LEIPZIG, Germany: A 27th minute Darwin Nunez header took Liverpool to a controlled 1-0 win at RB Leipzig in the Champions League on Wednesday, continuing their excellent start under new coach Arne Slot.
Liverpool broke through some early Leipzig pressure just before the half-hour mark when Mo Salah hit a perfect header across his body.
Nunez jumped high to tap in the goal-bound ball, grabbing his first Champions League goal since February 2023.
Despite a late Leipzig flurry, Liverpool again showed the control and resilience that has taken them to the top of the Premier League table just days out from Sunday’s clash at Arsenal.
Slot has won 11 of his first 12 games in charge in all competitions, the best start of any manager in Liverpool history, while Leipzig are now zero from three in Europe this season.
Both sides had impressed domestically this season on the back of strong defensive records, with Liverpool conceding three in eight Premier League games and Leipzig just two in seven.
Slot made three changes to the side which beat Chelsea 2-1 at home on Sunday, benching Andy Robertson and Curtis Jones for Kostas Tsimikas and Alexis Mac Allister, while Nunez replaced Jota.
Leipzig coach Marco Rose’s starting XI made his intentions clear, the coach going for the all-out attack of Lois Openda, Xavi Simons, Benjamin Sesko and Antonio Nusa.
Rose’s constellation worked early, with Leipzig pressing Liverpool hard and hitting them on the counter.
Sesko went close after 19 minutes, pouncing after Caoimhin Kelleher surged out of his box and failed to clear, but the big Slovenian’s long-range effort curled just wide of the post.

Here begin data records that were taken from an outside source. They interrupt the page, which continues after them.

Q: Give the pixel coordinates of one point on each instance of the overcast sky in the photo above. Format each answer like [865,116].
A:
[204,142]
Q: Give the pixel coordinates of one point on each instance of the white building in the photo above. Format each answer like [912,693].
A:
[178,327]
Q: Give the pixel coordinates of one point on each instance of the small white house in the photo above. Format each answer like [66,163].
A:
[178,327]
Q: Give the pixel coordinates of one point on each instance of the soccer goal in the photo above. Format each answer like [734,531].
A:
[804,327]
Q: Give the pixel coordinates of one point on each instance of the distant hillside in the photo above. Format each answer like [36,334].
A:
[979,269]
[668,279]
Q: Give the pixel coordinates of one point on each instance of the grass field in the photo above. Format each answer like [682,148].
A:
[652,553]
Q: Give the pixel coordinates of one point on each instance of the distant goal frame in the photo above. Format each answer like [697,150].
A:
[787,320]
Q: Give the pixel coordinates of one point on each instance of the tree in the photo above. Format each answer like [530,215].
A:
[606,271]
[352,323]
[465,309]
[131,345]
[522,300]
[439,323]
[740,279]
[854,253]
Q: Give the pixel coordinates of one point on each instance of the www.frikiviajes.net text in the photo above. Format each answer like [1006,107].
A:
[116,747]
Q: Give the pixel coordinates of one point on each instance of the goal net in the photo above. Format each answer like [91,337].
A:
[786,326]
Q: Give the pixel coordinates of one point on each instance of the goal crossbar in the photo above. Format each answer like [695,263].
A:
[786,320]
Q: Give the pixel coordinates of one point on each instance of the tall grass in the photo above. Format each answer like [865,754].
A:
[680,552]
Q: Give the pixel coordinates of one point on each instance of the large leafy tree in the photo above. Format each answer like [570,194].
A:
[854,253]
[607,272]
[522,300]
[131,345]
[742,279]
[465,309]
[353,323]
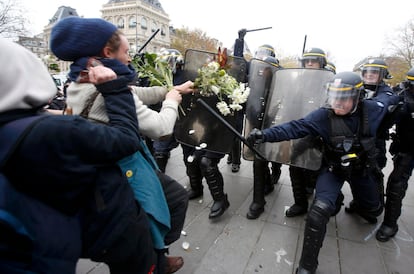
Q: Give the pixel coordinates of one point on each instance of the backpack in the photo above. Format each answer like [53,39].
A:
[33,236]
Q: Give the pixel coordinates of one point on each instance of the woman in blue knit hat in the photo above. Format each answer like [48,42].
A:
[87,42]
[52,171]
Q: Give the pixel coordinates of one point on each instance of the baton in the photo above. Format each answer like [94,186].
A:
[230,127]
[258,29]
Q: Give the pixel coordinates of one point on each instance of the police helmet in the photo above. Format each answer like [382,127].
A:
[343,89]
[375,65]
[314,54]
[410,76]
[331,67]
[263,51]
[173,57]
[272,60]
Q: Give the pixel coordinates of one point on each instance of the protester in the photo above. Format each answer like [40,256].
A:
[110,48]
[402,150]
[70,166]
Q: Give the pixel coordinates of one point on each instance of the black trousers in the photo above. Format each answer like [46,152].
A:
[177,200]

Openda scored from well outside the box on the 26-minute mark but the Belgian’s stunner was ruled out for offside.
Liverpool made Leipzig pay immediately, Nunez tapping in a goal-bound Salah header, just his second strike in nine appearances this season.
Nunez went inches from doubling up shortly after but his point blank header was well saved by Peter Gulacsi.

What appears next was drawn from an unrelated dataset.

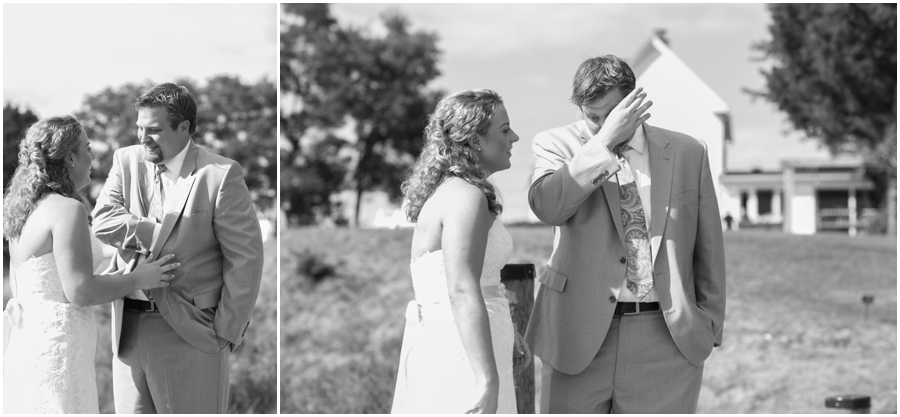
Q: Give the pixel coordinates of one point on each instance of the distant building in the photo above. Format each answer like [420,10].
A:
[805,197]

With one eye on Sunday’s match at Arsenal, Liverpool tried to take the sting out of the game in the second-half, controlling the match and keeping Leipzig at bay.
Salah was upset to be subbed with half an hour remaining, but by then Slot clearly had Arsenal in mind.
The home side rallied late, Openda again having a goal struck off for a clear offside, but Liverpool held on to make it three from three in the Champions League.